Top-line results from the AdVise trial at week 24 include the following:
- BCV rapidly reduced AdV levels in the blood (viral load to a level below the limit of detection) in a majority of these highly immunocompromised patients, even in patients who had previously received cidofovir. Rapid reductions in AdV viral load were correlated with improved survival at day 90 and at week 24 following diagnosis in pediatric patients.
- Two-thirds of the subjects in AdVise Cohort B (disseminated AdV disease) were pediatric allogeneic HCT recipients. Pediatric subjects had a 32 percent all-cause mortality at day 90, and 42 percent all-cause mortality at week 24. There was a smaller group of adult allogeneic HCT recipients in Cohort B, and AdV diagnoses occurred in patients with less evidence of immune reconstitution (lower lymphocyte count) than in pediatric patients. In adults, all-cause mortality at day 90 was 57 percent and at week 24 was 71 percent.
- Importantly, treatment discontinuations due to gastrointestinal (GI) adverse effects were low (8 percent), particularly in pediatric subjects (4 percent). Treatment discontinuations due to graft-versus-host-disease (GVHD) were low in both pediatric and adult patients (3 percent each). The overall safety profile of brincidofovir was consistent with prior trials, including no apparent drug-related nephrotoxicity or myelosuppression.
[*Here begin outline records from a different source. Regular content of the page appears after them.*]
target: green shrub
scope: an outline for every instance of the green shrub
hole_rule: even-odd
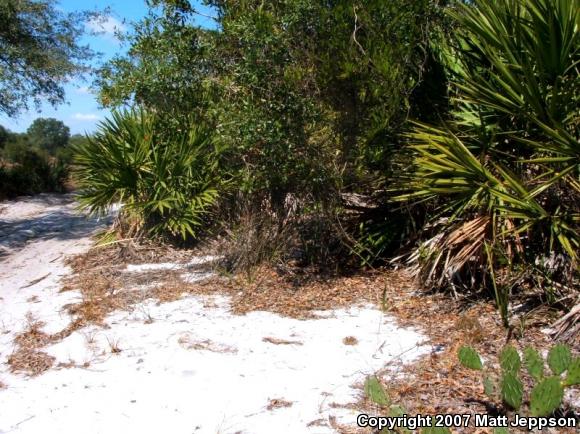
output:
[[[65,190],[69,175],[65,162],[22,146],[11,146],[9,155],[12,160],[5,160],[0,165],[0,197],[60,193]]]
[[[120,202],[137,233],[195,237],[223,184],[207,128],[170,129],[143,110],[113,112],[74,151],[81,205],[103,214]]]
[[[573,4],[458,2],[450,9],[456,38],[442,50],[453,118],[409,134],[415,169],[399,199],[430,203],[438,217],[414,256],[418,275],[434,287],[493,288],[505,323],[514,281],[494,269],[521,278],[550,255],[567,269],[578,261],[580,9]],[[558,283],[573,286],[564,277]]]

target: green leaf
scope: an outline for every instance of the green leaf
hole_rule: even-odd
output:
[[[530,411],[532,416],[548,416],[562,403],[564,388],[559,377],[549,377],[532,389]]]
[[[534,348],[526,347],[524,350],[524,365],[534,379],[539,381],[544,377],[544,360]]]
[[[404,407],[402,407],[400,405],[393,405],[389,409],[389,417],[401,417],[401,416],[404,416],[408,413],[409,412]],[[399,434],[412,434],[413,431],[411,431],[410,429],[405,428],[405,427],[400,427],[400,428],[397,428],[397,433],[399,433]]]
[[[564,344],[557,344],[548,353],[548,365],[554,375],[561,375],[572,361],[570,348]]]
[[[522,364],[518,350],[511,345],[504,347],[501,351],[499,355],[499,363],[503,372],[510,372],[516,375]]]
[[[463,346],[459,348],[457,353],[459,357],[459,362],[466,368],[474,369],[476,371],[481,371],[483,369],[483,364],[481,363],[481,358],[477,351],[468,346]]]
[[[495,396],[495,384],[490,377],[485,377],[483,379],[483,391],[490,398]]]
[[[512,372],[505,372],[501,379],[501,397],[503,401],[518,410],[522,405],[524,386],[520,379]]]
[[[368,377],[365,382],[365,394],[375,404],[387,406],[390,404],[389,396],[377,377]]]
[[[580,384],[580,357],[575,357],[568,366],[568,376],[565,381],[566,386]]]

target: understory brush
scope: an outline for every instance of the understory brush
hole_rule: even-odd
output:
[[[62,193],[68,180],[66,163],[45,153],[21,150],[0,161],[0,199],[37,193]]]
[[[114,112],[75,152],[82,207],[104,214],[122,204],[125,236],[187,240],[210,224],[225,180],[207,127],[168,128],[145,110]]]

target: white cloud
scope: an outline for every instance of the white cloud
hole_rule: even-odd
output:
[[[77,121],[96,121],[101,119],[101,117],[95,113],[75,113],[72,118]]]
[[[91,89],[89,89],[88,86],[81,86],[78,89],[75,89],[75,92],[78,93],[79,95],[90,95]]]
[[[115,32],[124,32],[127,27],[112,16],[93,18],[87,23],[89,30],[103,34],[109,38],[115,38]]]

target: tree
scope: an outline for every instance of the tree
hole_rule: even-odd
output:
[[[93,14],[65,14],[47,0],[0,1],[0,112],[15,116],[42,100],[64,102],[62,84],[87,71],[93,56],[80,45]]]
[[[50,153],[63,148],[70,139],[70,129],[62,121],[54,118],[38,118],[27,130],[28,138],[33,146]]]

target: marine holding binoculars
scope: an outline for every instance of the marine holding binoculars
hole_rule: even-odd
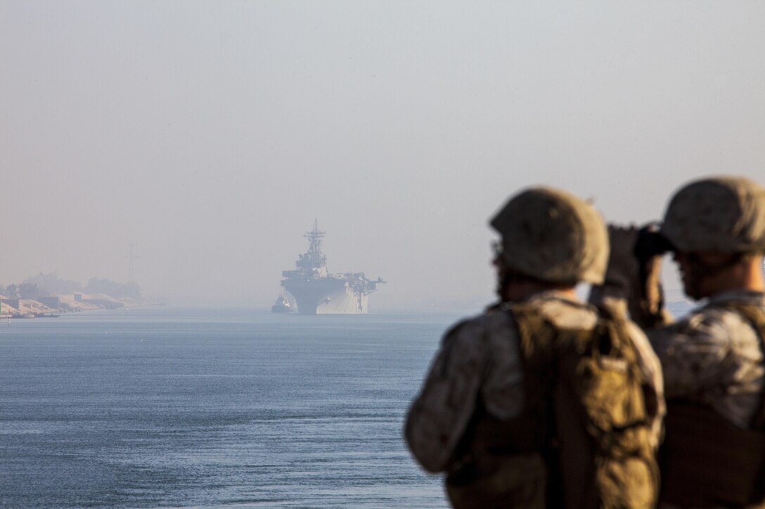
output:
[[[765,507],[765,188],[702,179],[607,233],[536,188],[491,225],[500,302],[446,334],[406,423],[452,505]],[[676,322],[666,253],[703,300]]]
[[[667,402],[662,507],[765,504],[765,188],[742,177],[692,182],[658,228],[610,226],[611,254],[591,300],[626,306],[661,361]],[[673,322],[662,254],[703,305]]]

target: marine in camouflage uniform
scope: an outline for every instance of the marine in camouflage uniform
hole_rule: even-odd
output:
[[[763,507],[765,189],[713,177],[670,201],[658,235],[674,252],[685,293],[705,300],[679,321],[662,309],[659,254],[639,247],[646,232],[610,229],[600,291],[627,297],[661,360],[668,403],[662,505]]]
[[[577,298],[574,286],[602,282],[608,251],[605,227],[590,205],[549,188],[513,197],[491,225],[502,235],[494,261],[500,302],[447,332],[409,410],[406,440],[426,470],[447,474],[447,493],[455,507],[599,507],[600,495],[589,489],[591,479],[578,477],[593,475],[588,464],[588,458],[594,461],[591,452],[571,447],[568,456],[552,458],[535,442],[539,426],[522,419],[532,403],[525,382],[538,374],[524,372],[528,365],[518,324],[508,311],[522,306],[555,329],[593,329],[598,313]],[[646,433],[653,447],[663,407],[660,367],[643,332],[626,323],[643,389],[653,402]],[[566,462],[572,467],[556,484],[562,474],[555,471]],[[630,468],[624,472],[634,483],[620,490],[617,496],[627,501],[621,505],[649,507],[655,501],[646,480],[649,472],[643,466]]]

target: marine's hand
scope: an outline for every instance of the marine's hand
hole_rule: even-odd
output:
[[[610,255],[605,280],[603,286],[593,288],[590,297],[591,302],[613,313],[629,310],[635,322],[646,327],[666,321],[660,280],[662,255],[636,254],[640,235],[653,228],[608,225]]]

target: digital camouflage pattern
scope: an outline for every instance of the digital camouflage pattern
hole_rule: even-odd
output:
[[[529,299],[542,315],[561,329],[592,329],[598,315],[592,306],[546,291]],[[652,445],[658,444],[663,411],[661,370],[647,339],[633,324],[629,336],[639,357],[640,368],[659,410],[653,417]],[[412,403],[405,424],[405,437],[414,456],[432,472],[450,469],[461,438],[465,433],[479,397],[493,417],[511,420],[524,406],[522,361],[515,327],[501,308],[461,323],[444,338],[420,394]],[[533,459],[529,459],[533,461]],[[543,478],[544,472],[536,472]],[[543,478],[536,481],[543,481]],[[534,482],[525,478],[523,484]]]
[[[692,182],[664,214],[662,234],[682,251],[765,250],[765,188],[741,177]]]
[[[646,333],[662,363],[668,400],[708,405],[744,429],[758,407],[765,367],[752,325],[724,307],[732,301],[765,310],[761,293],[728,292],[710,298],[683,319]]]
[[[600,214],[581,198],[534,187],[510,199],[490,224],[502,235],[508,267],[552,283],[603,281],[608,235]]]

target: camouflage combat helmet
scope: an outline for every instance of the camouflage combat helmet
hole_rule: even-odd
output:
[[[608,235],[584,200],[550,187],[513,196],[490,222],[508,267],[551,283],[603,282]]]
[[[765,188],[741,177],[692,182],[672,196],[661,232],[679,251],[762,251]]]

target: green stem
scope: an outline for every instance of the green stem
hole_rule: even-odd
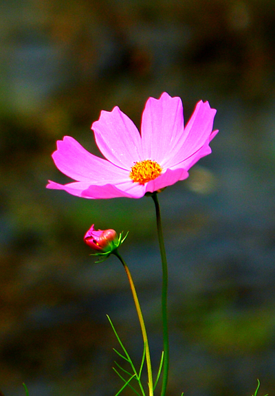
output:
[[[138,319],[139,319],[140,323],[140,327],[142,329],[143,341],[144,341],[144,345],[145,345],[145,355],[146,355],[146,364],[147,364],[148,385],[148,388],[149,388],[149,396],[153,396],[152,366],[151,366],[151,364],[149,344],[148,342],[148,338],[147,338],[147,333],[146,333],[146,328],[145,328],[144,320],[143,319],[142,313],[142,310],[140,308],[140,302],[138,300],[137,292],[135,291],[135,285],[133,283],[133,278],[132,278],[132,276],[131,275],[131,272],[129,271],[129,269],[128,268],[128,267],[127,267],[125,261],[123,260],[122,257],[118,253],[118,250],[113,251],[113,253],[118,257],[118,258],[122,263],[123,267],[124,267],[126,274],[128,276],[128,280],[129,280],[129,283],[130,283],[130,287],[131,287],[131,289],[132,291],[133,300],[135,302],[135,308],[136,308],[137,312],[138,312]]]
[[[168,268],[167,259],[165,252],[164,240],[162,232],[162,218],[160,216],[160,204],[157,199],[157,192],[152,194],[152,198],[155,203],[155,214],[157,216],[157,236],[159,239],[160,255],[162,263],[162,328],[164,340],[164,364],[162,375],[162,388],[161,396],[165,396],[167,388],[168,374],[169,370],[169,344],[168,337],[168,320],[167,320],[167,289],[168,289]]]

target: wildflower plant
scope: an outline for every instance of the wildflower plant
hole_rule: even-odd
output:
[[[162,313],[163,352],[155,379],[151,362],[149,342],[135,285],[126,263],[118,252],[126,236],[118,236],[113,230],[96,230],[93,225],[85,235],[101,262],[115,254],[124,266],[129,281],[144,341],[144,351],[139,368],[135,368],[116,329],[111,326],[122,349],[116,353],[129,364],[129,371],[116,362],[114,371],[123,382],[118,395],[130,388],[140,396],[146,396],[141,381],[146,362],[149,396],[160,377],[161,396],[166,394],[169,371],[169,344],[167,319],[168,266],[157,195],[168,186],[188,177],[188,170],[202,157],[211,153],[209,146],[218,133],[213,131],[216,110],[208,102],[199,102],[184,126],[182,100],[164,93],[160,99],[149,98],[142,114],[140,133],[133,122],[116,107],[111,111],[102,111],[94,122],[96,144],[105,160],[86,151],[76,140],[65,136],[57,142],[52,157],[56,167],[74,182],[62,185],[49,181],[47,188],[63,190],[73,195],[91,199],[119,197],[141,198],[151,197],[155,208],[157,236],[162,266]],[[134,382],[138,384],[138,390]],[[259,386],[259,384],[258,384]],[[256,390],[257,393],[258,386]]]

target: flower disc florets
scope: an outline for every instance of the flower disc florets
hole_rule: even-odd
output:
[[[133,182],[144,185],[158,177],[162,170],[162,168],[155,161],[144,160],[135,162],[135,165],[131,168],[129,176]]]
[[[164,92],[149,98],[142,113],[140,131],[117,106],[102,110],[91,126],[104,158],[87,151],[65,136],[52,157],[57,168],[73,179],[48,188],[91,199],[141,198],[157,192],[188,177],[188,170],[211,153],[210,142],[214,109],[200,100],[184,124],[180,98]]]

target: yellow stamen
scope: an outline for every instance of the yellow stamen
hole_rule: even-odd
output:
[[[144,160],[135,162],[135,165],[131,168],[129,176],[133,182],[144,185],[160,176],[162,170],[162,168],[155,161]]]

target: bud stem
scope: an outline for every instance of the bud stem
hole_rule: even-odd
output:
[[[124,267],[126,274],[127,275],[128,280],[129,280],[129,283],[130,283],[130,287],[131,287],[131,289],[132,291],[133,300],[135,302],[135,308],[137,309],[138,319],[140,320],[140,327],[142,329],[143,341],[144,341],[144,344],[145,344],[145,355],[146,355],[146,364],[147,364],[148,385],[148,388],[149,388],[149,396],[153,396],[152,366],[151,366],[151,364],[149,344],[148,342],[148,338],[147,338],[147,333],[146,333],[146,328],[145,328],[144,320],[143,319],[142,313],[142,310],[140,308],[140,302],[138,300],[137,292],[135,291],[135,285],[133,283],[130,270],[128,268],[125,261],[123,260],[122,257],[118,253],[117,250],[114,250],[113,252],[113,254],[115,254],[118,257],[118,258],[122,263],[123,267]]]

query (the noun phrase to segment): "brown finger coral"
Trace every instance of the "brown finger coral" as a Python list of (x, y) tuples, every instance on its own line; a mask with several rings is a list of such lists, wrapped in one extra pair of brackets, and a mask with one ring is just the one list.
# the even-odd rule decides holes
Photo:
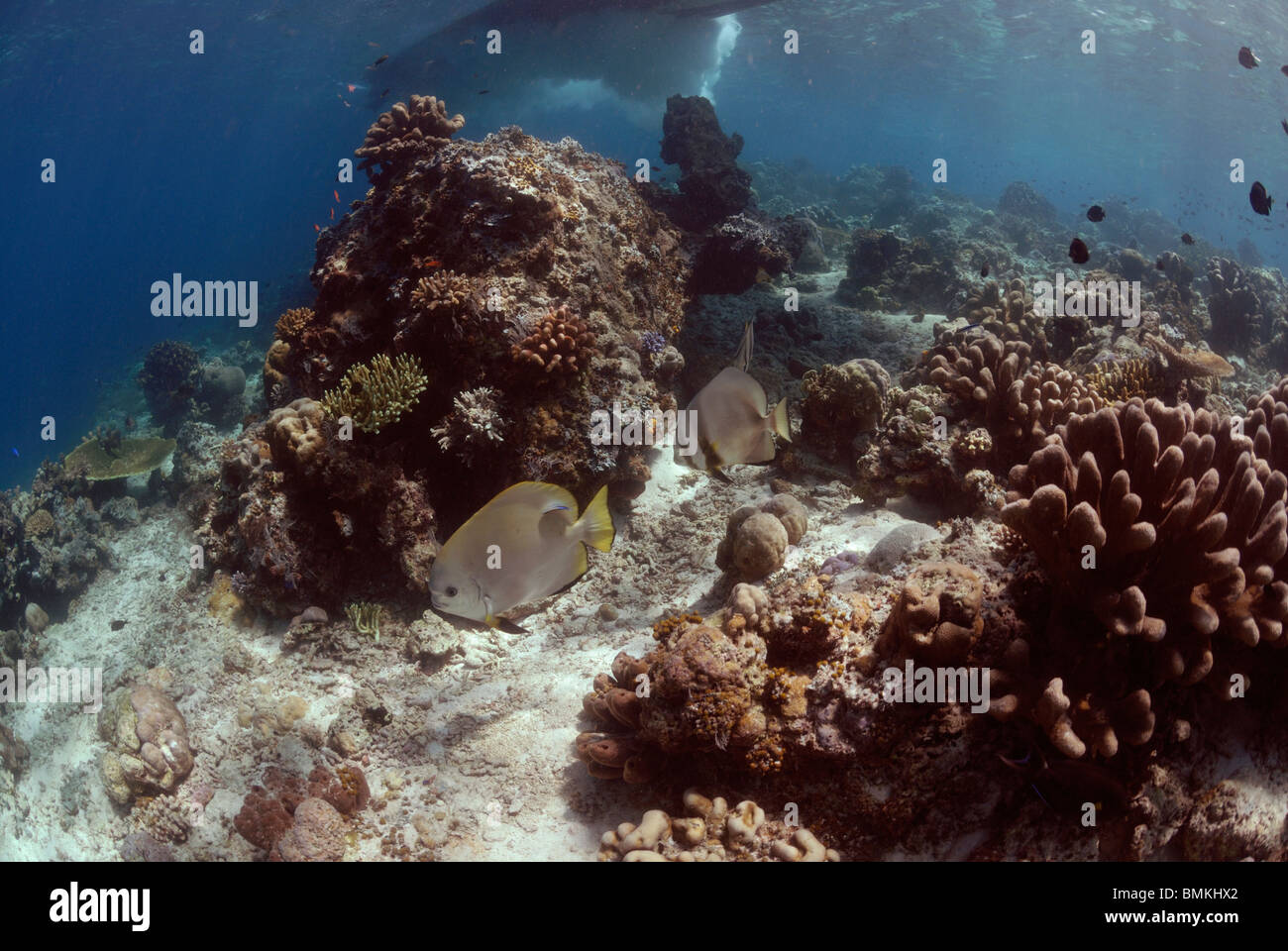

- Despite a rigorous attempt to collect historic controls from the same medical centers as patients from AdVise, the baseline risk factors for the control patients as assessed by medical reviewers did not reflect the high-risk patients enrolled in AdVise and thus did not provide a valid comparison for outcomes. Controls were selected based upon age, transplant type, and presence or absence of disseminated AdV infection. However, other unmatched characteristics known to confer an increased risk of AdV-related mortality, such as confirmed end-organ AdV disease, low lymphocyte count, and GVHD, were less frequent in the matched controls. A meaningful difference in overall survival between AdVise and the historic controls was thus not observed.
- In the absence of a valid comparator cohort for the open-label data from AdVise, the company is planning a prospective, comparative trial of brincidofovir in AdV that will allow stratification of patients based on risk factors for outcomes. The Company plans to meet with the U.S. Food and Drug Administration (FDA) in the coming months to review data from the interim analyses of AdVise and to discuss the regulatory pathway for brincidofovir in AdV, including the design of a potential comparative trial. A similar review is also planned with European regulators.
- Brincidofovir for the treatment of AdV continues to be available through the expanded access Study CMX001-351 (NCT 02596997) and through an Emergency IND or foreign equivalent, with approximately 100 patients treated to-date in 2016.
W. Garrett Nichols, MD, MS, Chimerix’s Chief Medical Officer said, “The recently completed AdVise trial is the largest clinical study ever conducted in serious adenovirus infections. The risk factors and predictors of improved survival in pediatric and adult patients with adenovirus disease identified from the prior studies of brincidofovir in adenovirus infection, and now further informed by data from AdVise, will guide the design of a comparative trial of brincidofovir as a potential treatment for adenovirus infection.”